Department of Cardiology, Rigshospitalet, Copenhagen, Denmark.
Circ Cardiovasc Interv. 2012 Apr;5(2):288-95. doi: 10.1161/CIRCINTERVENTIONS.112.968388. Epub 2012 Apr 10.
Exenatide has been demonstrated to be cardioprotective as an adjunct to primary percutaneous coronary intervention in patients with ST-segment-elevation myocardial infarction (STEMI). The aim of the post hoc analysis study was to evaluate the effect of exenatide in relation to system delay, defined as time from first medical contact to first balloon.
Patients with STEMI and Thrombolysis In Myocardial Infarction flow 0/1 were randomly assigned to intravenous exenatide or placebo continuous infusion. Study treatment was commenced 15 minutes before intervention and maintained for 6 hours after the procedure. The patients were stratified according to median system delay (132 minutes). Final infarct size and myocardial area at risk were measured by cardiovascular magnetic resonance. Among patients with a system delay ≤132 minutes (n=74), treatment with exenatide resulted in a smaller infarct size (9 grams [interquartile range (IQR), 4-13] versus 13 grams [IQR, 8-24], P=0.008, corresponding to 8% [IQR, 4-12] versus 11% [IQR, 7-17] of the left ventricle, P=0.015). In a regression analysis adjusting for myocardial area at risk the data points of the exenatide group lay significantly lower than for the placebo group (P=0.006). In the patients with system delay >132 minutes (n=74) no difference was observed in infarct size expressed as grams (P=0.49) or percentage (P=0.46). There was significant interaction between system delay (less than or equal to median versus greater than median) and treatment allocation in terms of infarct size (P=0.018).

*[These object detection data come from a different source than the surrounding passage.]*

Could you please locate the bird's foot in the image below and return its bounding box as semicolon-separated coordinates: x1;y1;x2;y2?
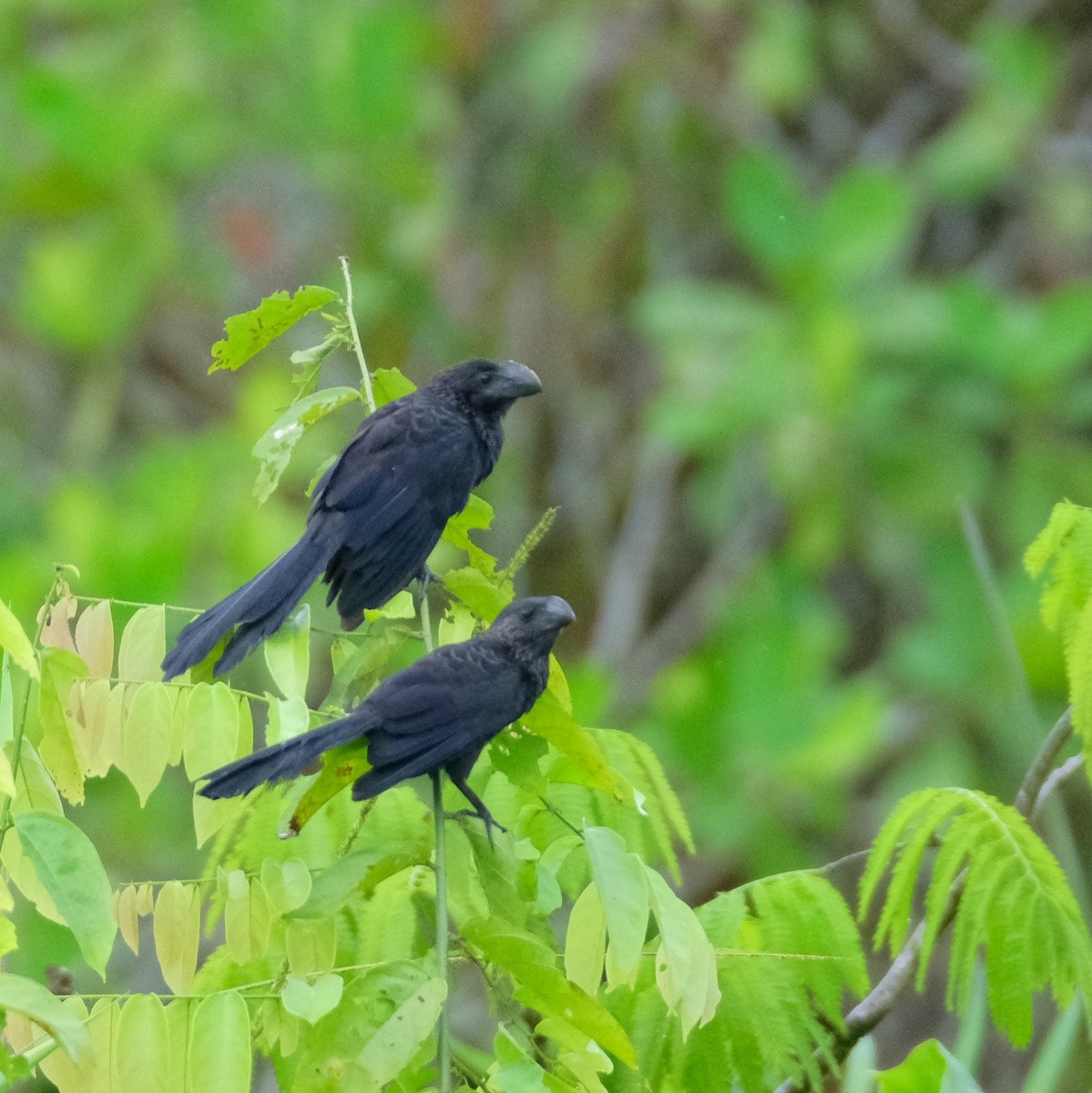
444;809;508;846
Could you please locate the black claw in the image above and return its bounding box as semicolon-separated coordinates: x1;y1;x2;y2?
444;809;508;846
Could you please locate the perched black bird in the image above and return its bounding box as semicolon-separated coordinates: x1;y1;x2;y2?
201;596;577;832
163;361;542;679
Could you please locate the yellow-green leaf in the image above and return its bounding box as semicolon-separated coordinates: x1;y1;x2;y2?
152;881;201;995
209;284;338;373
0;600;38;678
76;600;114;679
114;995;169;1093
186;990;251;1093
15;811;117;975
115;683;174;808
118;605;168;683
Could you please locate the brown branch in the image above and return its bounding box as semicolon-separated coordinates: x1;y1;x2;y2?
776;707;1081;1093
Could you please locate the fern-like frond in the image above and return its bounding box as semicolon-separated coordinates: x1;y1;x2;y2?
861;789;1092;1046
1025;501;1087;577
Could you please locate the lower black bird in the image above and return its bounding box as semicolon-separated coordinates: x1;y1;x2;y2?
163;361;542;679
200;596;577;831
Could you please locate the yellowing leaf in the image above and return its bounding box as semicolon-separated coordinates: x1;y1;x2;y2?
152;881;201;995
115;683;174;808
115;884;140;955
76;600;114;679
281;972;342;1023
118;605;168;683
182;683;240;781
186;990;251;1093
36;995;98;1093
224;869;270;964
284;918;338;976
114;995;169;1093
70;679;113;778
0;972;91;1059
584;827;648;994
261;603;311;699
261;858;311;914
42;583;76;652
0;600;38;678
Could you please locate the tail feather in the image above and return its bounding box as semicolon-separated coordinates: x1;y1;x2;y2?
200;706;377;798
163;534;332;679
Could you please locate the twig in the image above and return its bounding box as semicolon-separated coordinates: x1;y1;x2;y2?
0;565;66;849
1027;755;1085;823
340;255;375;414
776;707;1081;1093
432;771;452;1093
1014;706;1074;818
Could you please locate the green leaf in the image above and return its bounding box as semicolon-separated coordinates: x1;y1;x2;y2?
861;788;1092;1046
289;740;371;835
443;558;515;622
113;995;169;1093
441;493;496;576
520;690;633;802
281;972;345;1024
356;978;447;1088
0;600;38;679
15;811;117;977
152;881;201;995
250;387;360;505
115;683;174;808
875;1039;982;1093
209;284;338;373
118;605;168;683
645;865;720;1038
261;603;311;699
76;600;114;679
463;918;637;1067
288;840;432;920
186;990;251;1093
372;368;417;406
724;148;813;275
0;972;91;1059
261;858;314;917
584;826;648;989
224;869;271;964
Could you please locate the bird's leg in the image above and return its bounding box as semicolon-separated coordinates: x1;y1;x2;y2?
448;771;508;846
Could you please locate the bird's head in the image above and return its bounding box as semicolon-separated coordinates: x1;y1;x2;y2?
433;360;542;416
487;596;577;655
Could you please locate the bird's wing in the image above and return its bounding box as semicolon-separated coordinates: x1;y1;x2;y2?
368;641;526;777
315;395;475;526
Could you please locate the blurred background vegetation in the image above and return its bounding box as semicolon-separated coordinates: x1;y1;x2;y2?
0;0;1092;1089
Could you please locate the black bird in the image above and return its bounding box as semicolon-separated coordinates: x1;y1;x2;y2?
163;361;542;679
200;596;577;837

In this post hoc analysis, exenatide treatment was associated with a 30% decrease in final infarct size in patients with short system delay, whereas no cardioprotective effect in patients with long system delay was seen. However, this finding must be confirmed in larger studies.
URL: http://www.clinicaltrials.gov. Unique identifier: NCT00835848.
在接受经皮冠状动脉介入治疗的 ST 段抬高型心肌梗死(STEMI)患者中,西他列汀已被证明具有心脏保护作用。本事后分析研究的目的是评估西他列汀与系统延迟的关系,系统延迟定义为首次医疗接触至首次球囊扩张的时间。
STEMI 患者和溶栓治疗心肌梗死血流 0/1 级患者被随机分为静脉内给予西他列汀或安慰剂持续输注。研究治疗于介入前 15 分钟开始,并在术后 6 小时内维持。根据中位系统延迟(132 分钟)对患者进行分层。通过心血管磁共振测量最终梗死面积和心肌危险区。在系统延迟≤132 分钟的患者中(n=74),西他列汀治疗导致梗死面积较小(9 克[四分位距(IQR),4-13]比 13 克[IQR,8-24],P=0.008,对应于左心室的 8%[IQR,4-12]比 11%[IQR,7-17],P=0.015)。在调整心肌危险区后进行回归分析,西他列汀组的数据点明显低于安慰剂组(P=0.006)。在系统延迟>132 分钟的患者中(n=74),以克(P=0.49)或百分比(P=0.46)表示的梗死面积无差异。在梗死面积方面,系统延迟(小于或等于中位数与大于中位数)与治疗分配之间存在显著的交互作用(P=0.018)。
在本事后分析中,在系统延迟较短的患者中,西他列汀治疗与最终梗死面积减少 30%相关,而在系统延迟较长的患者中未见心脏保护作用。然而,这一发现需要在更大的研究中得到证实。